Today is a sad day for the civil rights movement: Section 4 of the Voting Rights Act has been struck down by the Supreme Court in a 5-4 vote. Those who follow the Supreme Court will not be at all surprised by how the voting went: the mostly conservative Justice Anthony Kennedy joined the very conservative Justices Thomas, Scalia, Alito and Chief Justice Roberts, who has foreshadowed this move for some time, in striking down this key provision of the Voting Rights Act. The four more liberal justices, Bader-Ginsburg, Breyer, Kagan and Sotomayor, voted to maintain the Voting Rights Act. Here are 5 facts to know about the Voting Rights Act, and what happens next:
1. The Voting Rights Act was signed into law in 1965 by President Lyndon Johnson, and was considered the crowning achievement of the civil rights movement. The Act designated certain states and counties that had to pre-clear any changes to their voting laws to ensure that they did not disenfranchise minority groups.
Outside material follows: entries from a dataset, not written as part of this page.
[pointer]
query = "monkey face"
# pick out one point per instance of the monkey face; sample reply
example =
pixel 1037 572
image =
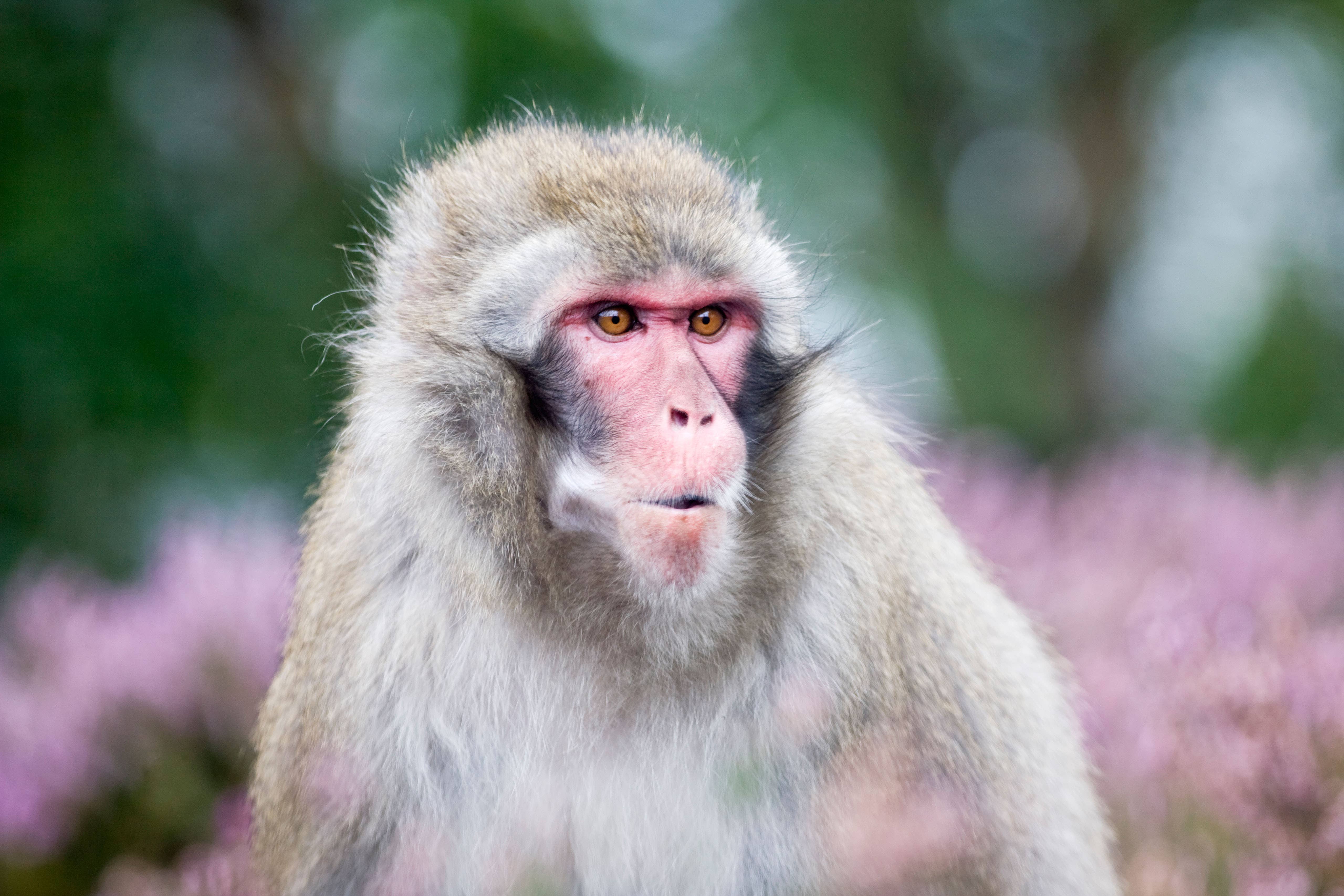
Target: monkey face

2. What Chief Justice Roberts objected to was that the law was written with 1960s racism in mind, and that doesn’t apply anymore.Writing for the majority, Roberts explained:
“In 1965, the states could be divided into two groups: those with a recent history of voting tests and low voter registration and turnout, and those without those characteristics. Congress based its coverage formula on that distinction. Today the nation is no longer divided along those lines, yet the Voting Rights Act continues to treat it as if it were.”
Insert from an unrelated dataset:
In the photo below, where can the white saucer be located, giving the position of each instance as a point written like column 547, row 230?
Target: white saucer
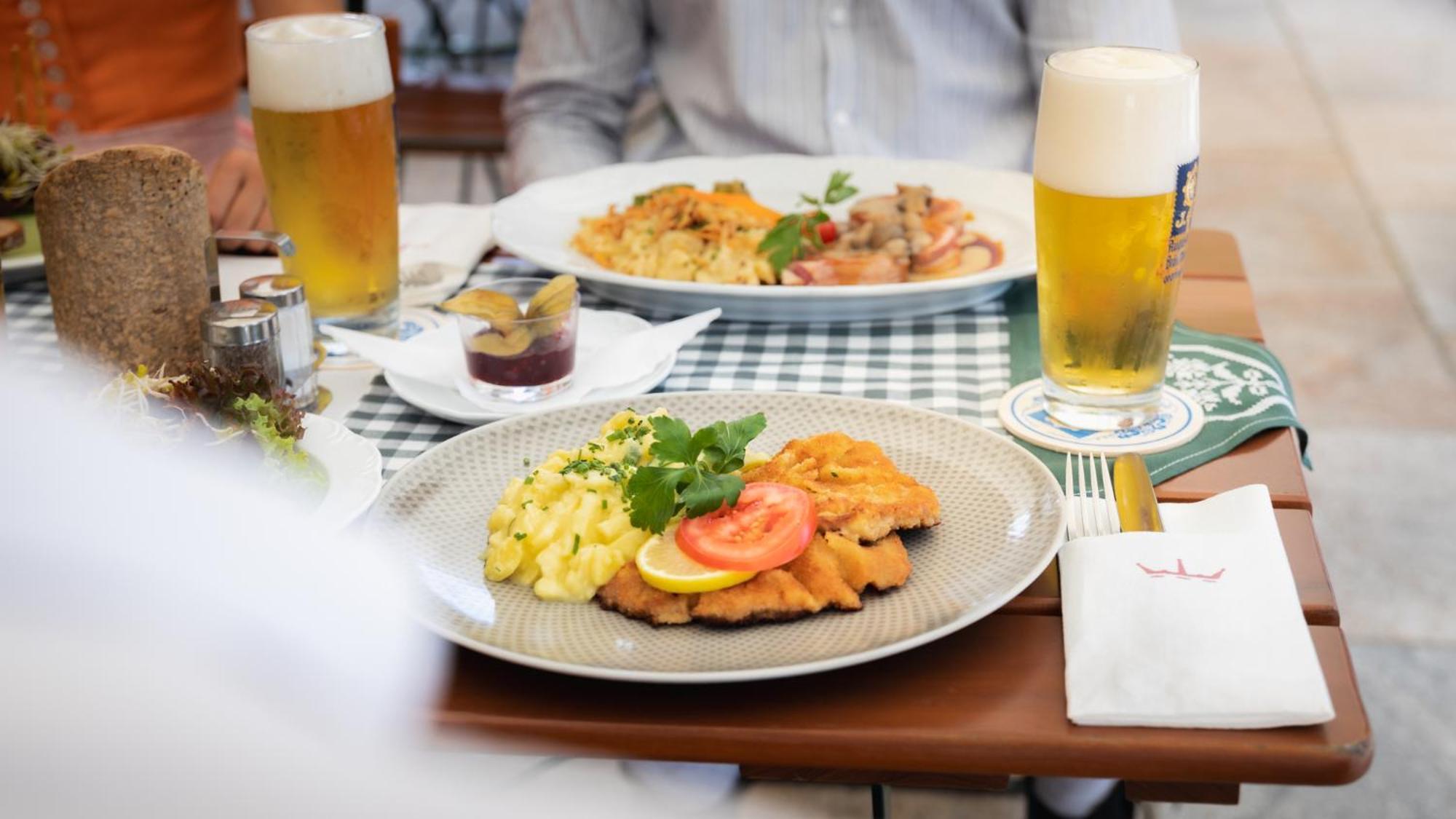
column 1023, row 413
column 596, row 328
3. Congress reauthorized the Voting Rights Act almost unanimously in 2006. Congress extended the Voting Rights Act in 2006 on votes of 98-0 and 390-33. You probably wouldn’t get that level of approval on a resolution that gravity exists. Justice Scalia brushed off this consensus in an earlier statement, reasoning that if everyone agrees, there must be something wrong.
4. Despite that consensus, Congress probably won’t do anything about it now. Democrats will likely try to move a bill at some point, and it probably won’t get anywhere. Republican opposition prevents nearly anything big and consequential happening in Congress. Reinstating the Voting Rights Act will be especially tough, because the Act acknowledges that racism exists, and should be dealt with. If anything can get through Congress, it will have to be a version of the Voting Rights Act that does not identify specific areas of the country that are especially racist. This is in theory a great time for Congress to take on the problem of gerrymandering, but gerrymandering keeps a large percentage of Congress safe in their jobs, so good luck with that.
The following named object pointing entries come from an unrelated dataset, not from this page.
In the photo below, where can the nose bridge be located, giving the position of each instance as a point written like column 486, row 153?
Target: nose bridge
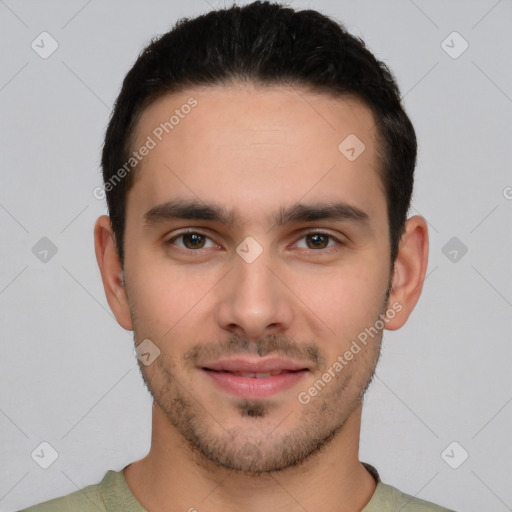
column 255, row 300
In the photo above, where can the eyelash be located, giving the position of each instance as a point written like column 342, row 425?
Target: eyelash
column 313, row 232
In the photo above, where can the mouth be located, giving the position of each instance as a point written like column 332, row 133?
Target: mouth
column 255, row 379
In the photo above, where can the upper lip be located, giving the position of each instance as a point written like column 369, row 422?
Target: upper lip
column 255, row 366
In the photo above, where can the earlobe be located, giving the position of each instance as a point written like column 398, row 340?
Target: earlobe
column 409, row 271
column 111, row 270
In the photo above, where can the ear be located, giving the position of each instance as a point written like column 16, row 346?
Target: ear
column 409, row 271
column 111, row 271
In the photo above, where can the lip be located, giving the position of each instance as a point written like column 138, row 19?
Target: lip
column 222, row 374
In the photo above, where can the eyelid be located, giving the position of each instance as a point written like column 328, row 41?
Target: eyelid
column 318, row 231
column 186, row 231
column 298, row 236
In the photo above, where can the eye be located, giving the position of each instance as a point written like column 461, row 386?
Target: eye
column 317, row 240
column 191, row 240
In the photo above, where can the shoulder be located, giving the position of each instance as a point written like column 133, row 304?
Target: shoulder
column 387, row 497
column 88, row 499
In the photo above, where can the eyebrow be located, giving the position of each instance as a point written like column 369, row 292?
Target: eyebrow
column 198, row 210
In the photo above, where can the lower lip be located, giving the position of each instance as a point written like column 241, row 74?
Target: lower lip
column 253, row 387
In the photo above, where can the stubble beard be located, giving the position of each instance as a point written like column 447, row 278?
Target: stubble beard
column 254, row 451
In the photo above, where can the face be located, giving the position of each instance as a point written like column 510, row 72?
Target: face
column 256, row 253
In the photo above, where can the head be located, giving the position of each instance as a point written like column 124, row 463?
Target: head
column 258, row 167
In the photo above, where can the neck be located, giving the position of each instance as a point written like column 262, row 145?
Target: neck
column 173, row 477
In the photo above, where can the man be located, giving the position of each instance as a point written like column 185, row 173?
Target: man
column 258, row 168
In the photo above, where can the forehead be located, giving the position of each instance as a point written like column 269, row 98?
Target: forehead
column 257, row 147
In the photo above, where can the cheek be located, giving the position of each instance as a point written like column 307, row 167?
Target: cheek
column 346, row 301
column 166, row 299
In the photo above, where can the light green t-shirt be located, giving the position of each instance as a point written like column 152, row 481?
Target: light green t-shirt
column 112, row 494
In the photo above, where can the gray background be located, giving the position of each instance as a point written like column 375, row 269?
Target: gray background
column 68, row 373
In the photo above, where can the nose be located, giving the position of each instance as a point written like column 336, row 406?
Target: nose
column 254, row 301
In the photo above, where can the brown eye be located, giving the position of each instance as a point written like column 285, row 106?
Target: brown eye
column 193, row 240
column 317, row 240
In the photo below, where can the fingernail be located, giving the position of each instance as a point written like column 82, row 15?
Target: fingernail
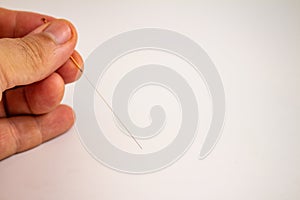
column 59, row 31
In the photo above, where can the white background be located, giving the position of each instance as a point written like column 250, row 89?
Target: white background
column 255, row 47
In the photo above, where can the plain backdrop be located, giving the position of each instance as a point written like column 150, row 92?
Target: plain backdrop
column 255, row 46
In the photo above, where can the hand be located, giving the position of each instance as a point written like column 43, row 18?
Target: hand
column 34, row 68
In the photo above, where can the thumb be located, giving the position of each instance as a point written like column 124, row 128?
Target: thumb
column 37, row 55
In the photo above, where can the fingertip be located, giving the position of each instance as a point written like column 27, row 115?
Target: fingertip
column 69, row 71
column 57, row 122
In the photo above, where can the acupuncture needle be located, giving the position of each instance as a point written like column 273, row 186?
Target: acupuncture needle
column 101, row 97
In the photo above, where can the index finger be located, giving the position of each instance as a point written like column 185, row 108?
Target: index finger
column 19, row 23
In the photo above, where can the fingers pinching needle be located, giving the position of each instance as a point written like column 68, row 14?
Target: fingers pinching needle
column 102, row 97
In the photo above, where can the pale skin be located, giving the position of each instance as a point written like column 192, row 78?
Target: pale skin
column 34, row 68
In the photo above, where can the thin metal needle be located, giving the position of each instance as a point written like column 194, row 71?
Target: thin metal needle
column 106, row 103
column 101, row 96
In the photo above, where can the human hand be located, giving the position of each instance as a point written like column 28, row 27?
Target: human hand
column 34, row 68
5. Part of the Voting Rights Act remains intact, but decommissioned. The Supreme Court did not touch Section 5 of the Voting Rights Act, which reviews changes to voting law in the districts covered by Section 4, which was struck down. With no districts to cover, however, Section 5 can’t do anything until Congress establishes some sort of jurisdiction for it to cover. Section 2, which bans any race-based voting requirement, was untouched by the Supreme Court decision (and applies nationwide). Section 2 does not involve any automatic preclearance requirement, but cases may be brought under Section 2 on an individual basis.
One possibility is to return to an amendment suggested in the 2006 reauthorization of the Voting Rights Act to make the criteria for review based on low voter turnout. The New York Times created an excellent infographic to show what this would look like. This would have a hard time making it through Congress (see above), but it would be a way of establishing criteria not based on racism, but that also doesn’t just attempt to cover the entire country, which would be costly and unnecessary. It may be simply an idea to hold on to in the face of bad news, but at least it’s that.